Ukraine calls on Israel not to interfere in debates on internal issues of Ukrainian politics
KYIV. Jan 9 (Interfax) - Ukrainian Ambassador to Israel Hennadii Nadolenko has told the Israeli Foreign Ministry that Israeli Ambassador in Kyiv Joel Lion is conducting a counterproductive public debate on internal issues of Ukrainian politics.
"On January 9, Mr. Hennadii Nadolenko, Ambassador of Ukraine to Israel, during the meeting at the Ministry of Foreign Affairs of Israel brought to the attention of the Israeli side the Ukrainian position that the public debate held by Mr.

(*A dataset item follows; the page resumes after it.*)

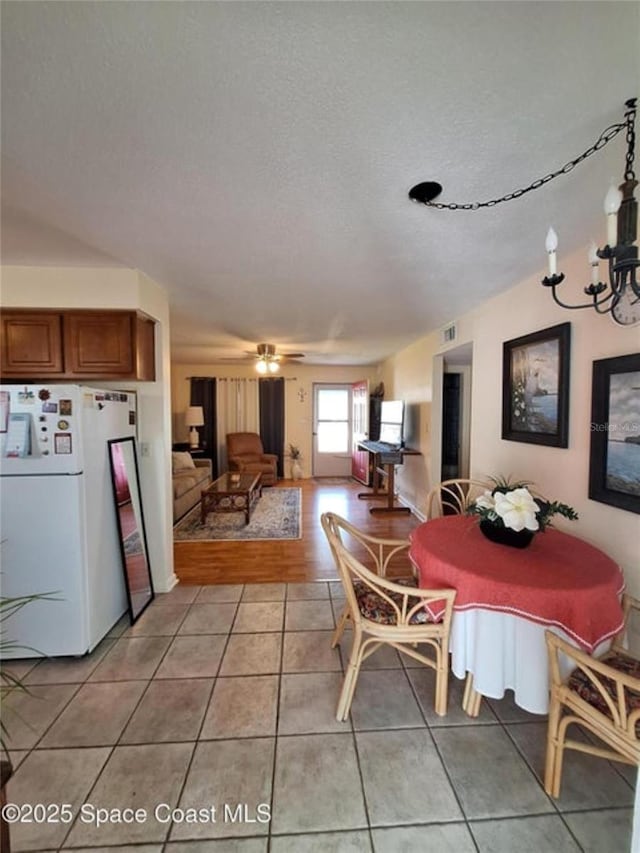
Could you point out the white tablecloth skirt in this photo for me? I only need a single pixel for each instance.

Joel Lion, Ambassador of Israel to Ukraine, on internal issues of Ukrainian politics, in particular in the context of the joint statement by the Ambassadors of Israel and the Republic of Poland to Ukraine, dated 2 January 2020, is counterproductive," the Ukrainian embassy in Israel said in a statement posted on Facebook on Thursday.
"The Ambassador of Ukraine emphasized that the revival and preservation of the national memory of the Ukrainian people is one of the main priorities of the state policy of Ukraine. Discussions in this area should be held at the level of historians and experts," the statement said.

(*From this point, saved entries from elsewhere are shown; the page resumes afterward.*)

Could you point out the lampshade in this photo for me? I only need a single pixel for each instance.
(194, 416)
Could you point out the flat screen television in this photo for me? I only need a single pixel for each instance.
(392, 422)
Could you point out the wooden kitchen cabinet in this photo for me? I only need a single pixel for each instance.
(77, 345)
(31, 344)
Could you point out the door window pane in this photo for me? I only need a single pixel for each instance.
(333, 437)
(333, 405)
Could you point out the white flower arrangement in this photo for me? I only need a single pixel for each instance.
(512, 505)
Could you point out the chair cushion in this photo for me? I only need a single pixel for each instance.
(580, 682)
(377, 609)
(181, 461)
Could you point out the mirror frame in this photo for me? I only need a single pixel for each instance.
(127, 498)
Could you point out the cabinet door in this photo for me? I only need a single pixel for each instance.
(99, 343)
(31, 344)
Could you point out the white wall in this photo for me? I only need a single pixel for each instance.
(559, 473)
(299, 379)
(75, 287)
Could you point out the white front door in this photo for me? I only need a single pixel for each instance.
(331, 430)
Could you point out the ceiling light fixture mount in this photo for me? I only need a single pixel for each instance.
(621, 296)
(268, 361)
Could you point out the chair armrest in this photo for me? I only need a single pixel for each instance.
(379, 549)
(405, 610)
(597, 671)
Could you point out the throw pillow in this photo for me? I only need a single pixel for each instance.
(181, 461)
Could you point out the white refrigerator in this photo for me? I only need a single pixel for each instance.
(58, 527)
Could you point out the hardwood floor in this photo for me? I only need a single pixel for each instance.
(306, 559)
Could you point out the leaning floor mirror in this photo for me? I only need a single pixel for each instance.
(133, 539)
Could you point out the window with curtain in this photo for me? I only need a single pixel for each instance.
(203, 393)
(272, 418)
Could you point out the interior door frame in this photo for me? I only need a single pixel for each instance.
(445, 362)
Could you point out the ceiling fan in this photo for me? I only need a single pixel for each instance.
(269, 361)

The Ukrainian Foreign Ministry also said on January 8 in a conversation with Polish Ambassador in Kyiv Bartosz Cichocki that the public debate on internal issues of Ukrainian politics was counterproductive.
On January 2, Cichocki and Lion issued a joint statement on the honoring in Ukraine on January 1 of the leaders of the Ukrainian Insurgent Army (banned in Russia). The ambassadors said they considered it insulting to honor in Ukraine people who "actively promoted ethnic cleansing," adding that they expected the Kyiv city state administration and the council of the Lviv region to join "the search for the truth" in this issue.
As reported earlier, a procession with torches marking the 111th anniversary of the birth of Stepan Bandera, a leader of the Organization of Ukrainian Nationalists (banned in Russia), took place in Kyiv on January 1. About 1,500 people attended the event.